Üç saatlik ifade işi, 12 günde alınamadı! || Ali Karahasanoğlu - Vakit
Dursun albayın, önce ifadesi mi alınmalı, yoksa imza örneği mi?
Veya, önce ifadesi alınsa, bir müddet sonra da imza örneğinin alınmasının bir sakıncası olur mu?
Değişik bir soru daha, imza örneği önce alınırsa, sonucunu bekleyip mi ifadesi alınmalı, yoksa sonuç beklemeye gerek olmadan hemen ifadesine geçilebilinir mi? Askeri savcıdaki ifade yeter mi, ayrıca sivil savcıya da ifade vermeli mi? İmza incelemesinde, askeri savcının yapacağı bilirkişi incelemesi ile yetinilmeli mi, yoksa sivil savcı da ayrıca bir inceleme yaptırmalı mı!
Daha onlarca soruyu ardı ardına sıralayabiliriz..
Cevabımız da, konuya yaklaşımımızla paralel olarak, çok değişken olabilir.
İşi yokuşa sürmek istiyorsak, Dursun albayı veya onun üstündeki bazı kişileri korumak istiyorsak; bu sorulara vereceğimiz cevaplar başkadır!..
Maddi gerçeğin ortaya çıkarılmasını, bu arada tüm suçluların ortaya çıkarılmasını istiyorsak, vereceğimiz cevap başkadır!.
Birisinde işi ağırdan almak gerekir.
Diğerinde, birkaç işi aynı anda, bazen tekraren yapmak gerekir.
İşi savsaklamak mı istiyorsunuz.. “Önce ifade alınmalı” dersiniz. Bir gün geçtikten sonra, “Ama askeri savcıda ifade verdi ya. Sivil savcı bir daha mı ifade alacak” dersiniz..
Veya şöyle de yapabilirsiniz, “Önce imza incelemesi yapılmalı.. İfadeyi daha sonra alabiliriz.” Ertesi günü olur, “İmza örnekleri alındı ama, ifadeyi şimdi değil, bilirkişi incelemesi tamamlandıktan sonra alalım” dersiniz..
Böylece, uzatıp götürürsünüz işi..
Gerçeklerin ortaya çıkmasını istiyorsanız, “Ne daveti imiş? Tatile mi gidiyoruz ki, davette bulunalım? Yaz hakimliğe yakalama talebi içeren dilekçeyi.. Al hakim kararını. Ankara Savcılığı’na faksla talimatı. Al Dursun albayı gözaltına, getir uçakla İstanbul’a..Tamamdır iş!

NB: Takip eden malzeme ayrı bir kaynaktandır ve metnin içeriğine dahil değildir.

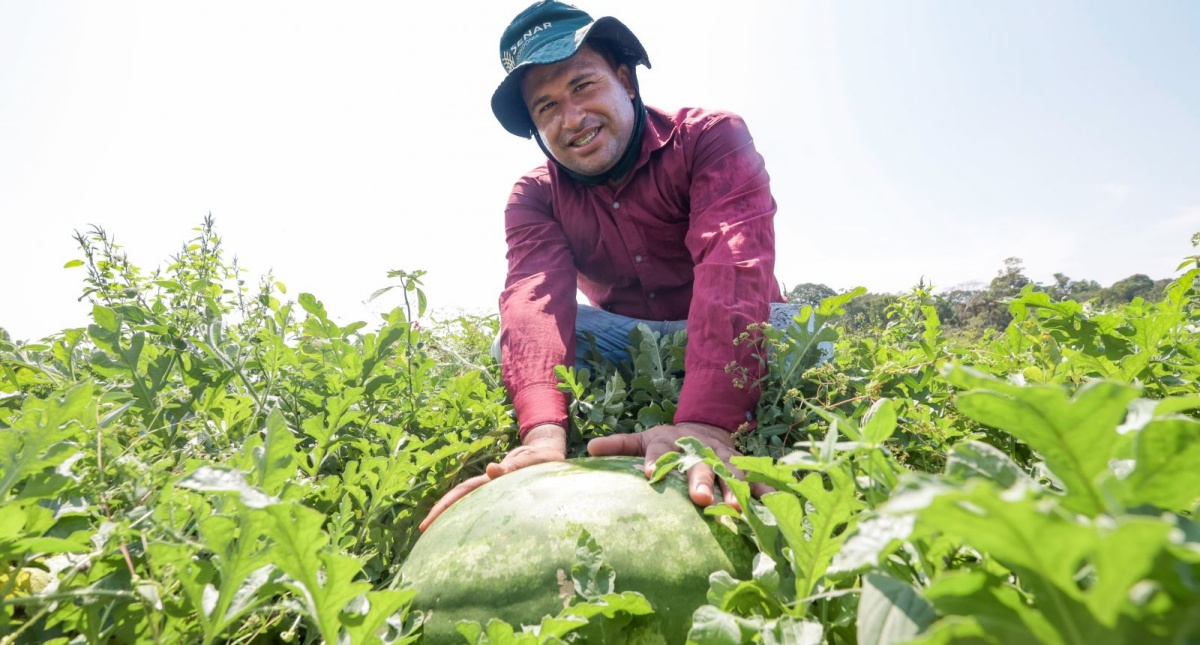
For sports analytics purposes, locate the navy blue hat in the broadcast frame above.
[492,0,650,139]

Bunların tümü 3 saatlik iş!
3 saatlik işi, 12 gündür yapamıyoruz!
Birileri diyormuş ki, “Sabahın 5’inde eve gidilip, arama mı olur? Ne yani kaçıyor mu bu insanlar!”
Yok kaçmıyorlar!
İşte görüyoruz, skandal belge gazetelerde yayınlanıp kamuoyuna mal olalı 7 gün, savcının eline geçeli de 12 gün oldu, daha Dursun albayın ifadesi bile alınamadı!

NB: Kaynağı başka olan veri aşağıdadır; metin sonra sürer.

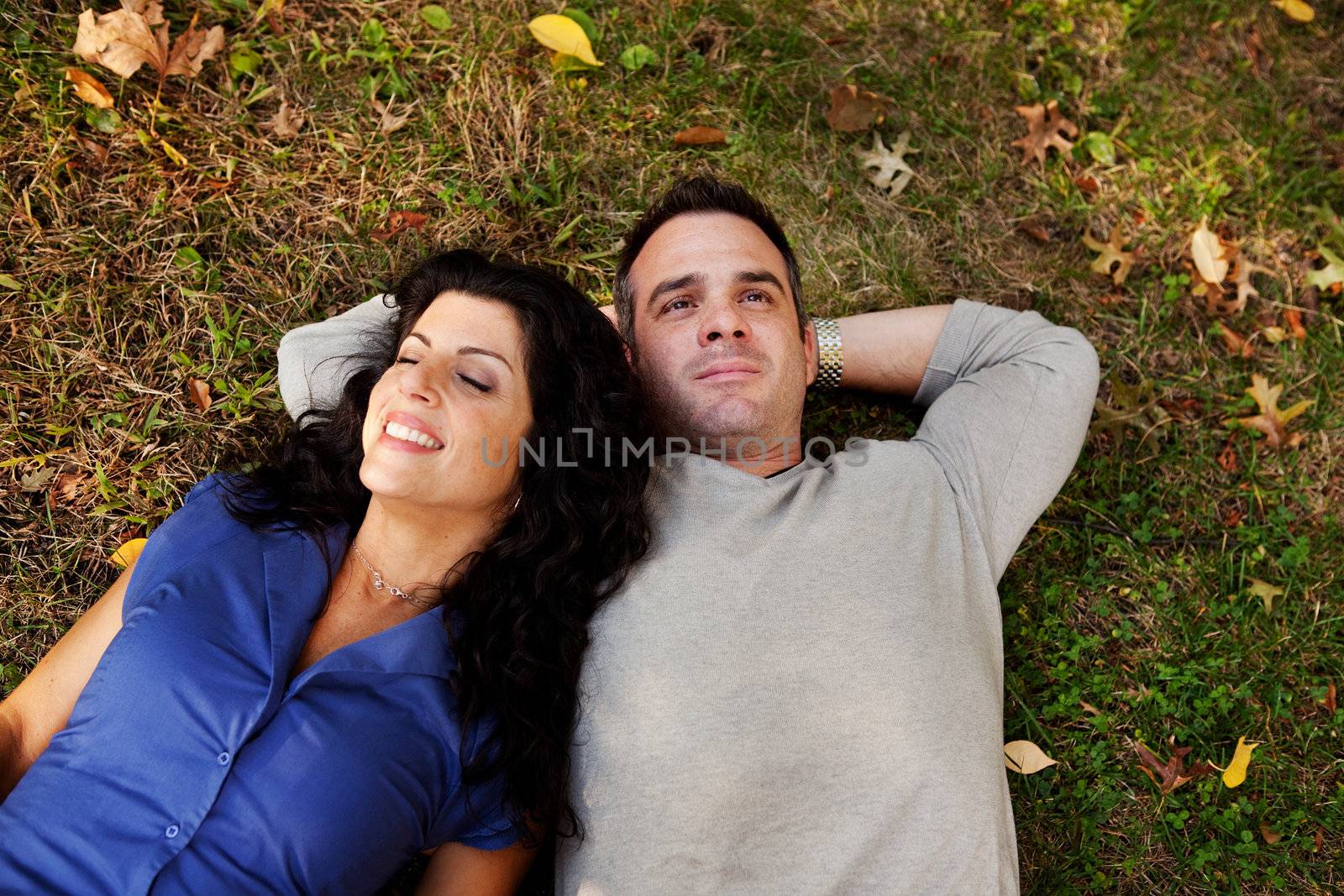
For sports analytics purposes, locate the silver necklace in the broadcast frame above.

Oysa, Serdar Öztürk tutuklanalı, dolayısı ile skandal belgenin savcının eline geçme tarihi, en geç 7 Haziran..
Bugün 19 Haziran’dayız..
Aradan geçmiş 12 gün.. Hâlâ “Dursun albay askere ifade vedi.. Yok vermedi. Askeri savcıya değil komutana verdi” oyalanmaları ile vakit dolduruyoruz...
Yapılması gereken üç saatte ilgili kişinin polisin kontrolüne geçmesi, 2 gün içinde de savcıya ifadesini verdirip, hakim önüne çıkarılması..
Ama biz şimdi 12 gün geçmiş, hâlâ ne yapacağımızı bile bilmiyoruz!
Bazı gazeteler, belgenin ciddiyetini sulandırmak için, “üç ihtimal var” diye, senaryolar yazıyorlar! İşin en uçuk ihtimalini ön plana çıkarmaya çalışıyorlar!
Oysa ben onlara değil üç, otuz üç tane ihtimal sıralarım.. Yeter ki, utanma duygum körelmiş olsun!
Utanma duygunuz körelmiş ise, üç ihtimal, otuz üç ihtimal, yüz üç ihtimal.. Hepsi sıralanır..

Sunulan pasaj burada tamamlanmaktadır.